Backing Dikshit, Shashi Tharoor tweeted, “What Sandeep Dikshit said openly is what dozens of party leaders from across the country are saying privately, including many with responsible positions in the Party. I renew my appeal to CWC to hold leadership elections to energise workers and inspire voters”.

“Some have asked who should vote and for what. I was referring to my earlier call eight months ago for elections among the 10,000 party workers who constitute the “AICC plus PCC delegates” list. These should be for the elected seats in the CWC as well as for the party presidency,” Tharoor added.

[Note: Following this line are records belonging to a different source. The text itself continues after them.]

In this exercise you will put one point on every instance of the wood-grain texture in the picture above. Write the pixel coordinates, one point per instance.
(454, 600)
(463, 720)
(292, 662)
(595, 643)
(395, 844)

Former Union minister Manish Tewari had argued that the the party needs to think about reorienting its economic philosophy which continues to be “fairly socialistic” and bring clarity on the question of secularism and its brand of nationalism.

AICC national spokesperson Sharmistha Mukherjee admitted as much when she tweeted: “We are again decimated in Delhi. Enough of introspection, time for action now. Inordinate delay in decision making at the top, lack of strategy and unity at the state level, demotivated workers, and no grassroots connect — all are factors. The recent Delhi elections, where only three of the 66 Congress candidates managed to save their deposit, is further evidence of the complete meltdown of the once-dominant force. The road ahead for the party will need more than just introspection.

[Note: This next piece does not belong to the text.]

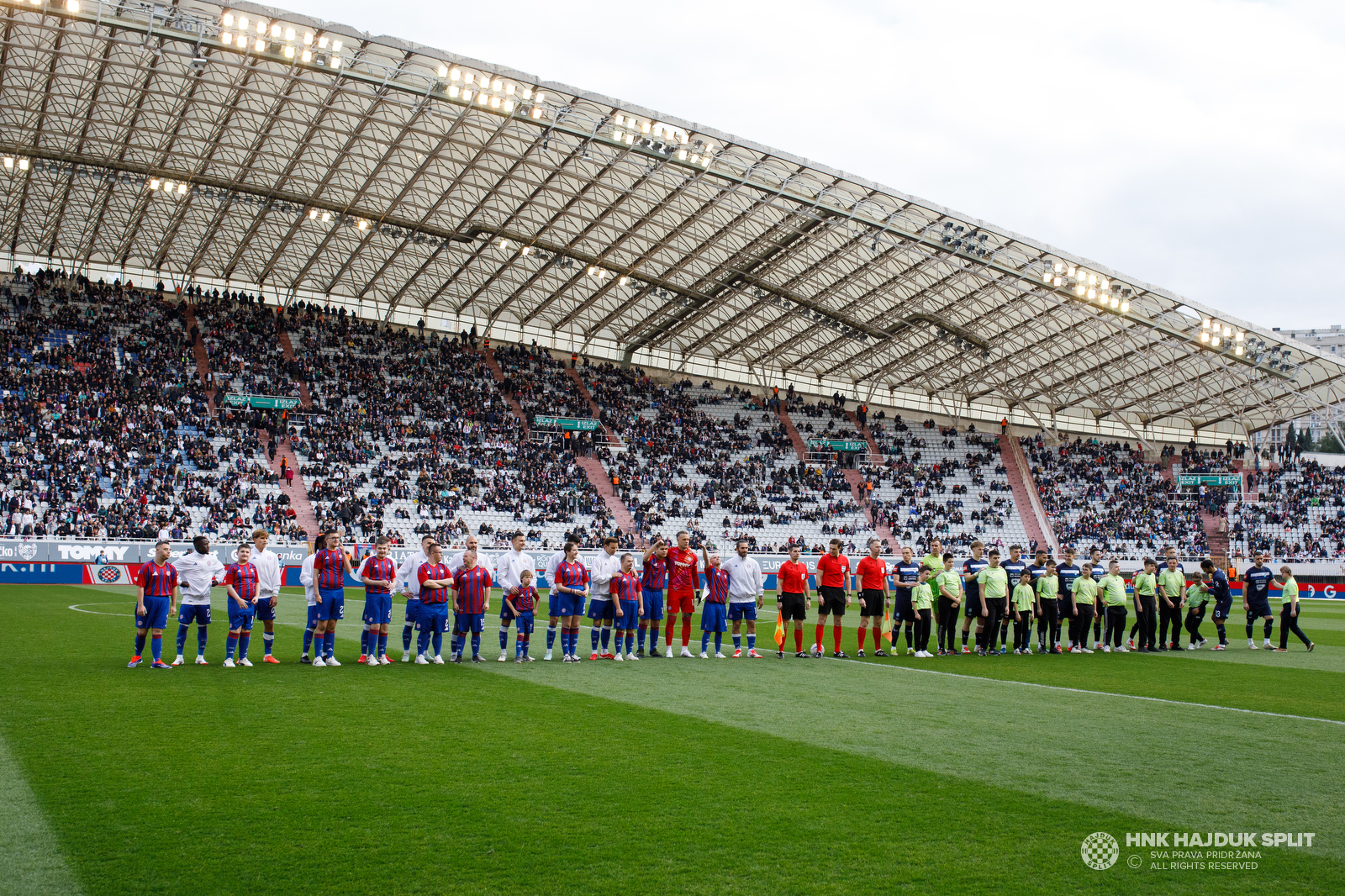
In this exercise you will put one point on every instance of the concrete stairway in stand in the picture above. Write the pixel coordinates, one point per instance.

But there are leaders in the Congress for whom Congress is for Gandhi family only and Gandhi family is the true congress. Sanjay Nirupam responded to Tharoor’s call for elections, saying Rahul Gandhi was the “only leader” who could “save the party.” He tweeted: “It’s inane discussion. No one from outside the family can lead Congress at this juncture. Rahul Gandhi is the only leader who can lead the party and can save it. Other leaders are just a group leader and such leaders at the helm will encourage more groupism. Period!”

There are some young leaders who could not digest the present situation and preferred to part way from the part. “Jyotiraditya Scindia has been upset with Sonia and Rahul Gandhi — not just because of the way they allowed him to be undermined in the party but also because he saw the Congress going nowhere under their leadership,” a Congress leader close to Scindia said to media. This left the likes of a Scindia feeling increasingly frustrated and disenchanted, especially as a weakened high command was no longer willing to intervene and accommodate their interests. Scindia was also upset with the party’s stance on many issues. He openly hailed the government’s move to nullify Article 370. It was also rumoured that Sonia Gandhi’s reluctance to make a young leader CM who might outshine her son and emerge as his challenger was well thought. Obviously, the disgruntled parted with a party he has nurtured for last 18 years.

In a recently published article, Yogendra Yadav, the National President of Swaraj India and a political analyst has opined that the Indian National Congress party registered with the Election Commission, like a majority of political parties in India, appears to be a family-run enterprise. The ruling Nehru-Gandhi family may well be compassionate in its intention. “They are truly liberal in outlook, but feudal by temperament,” the late Jaipal Reddy once said.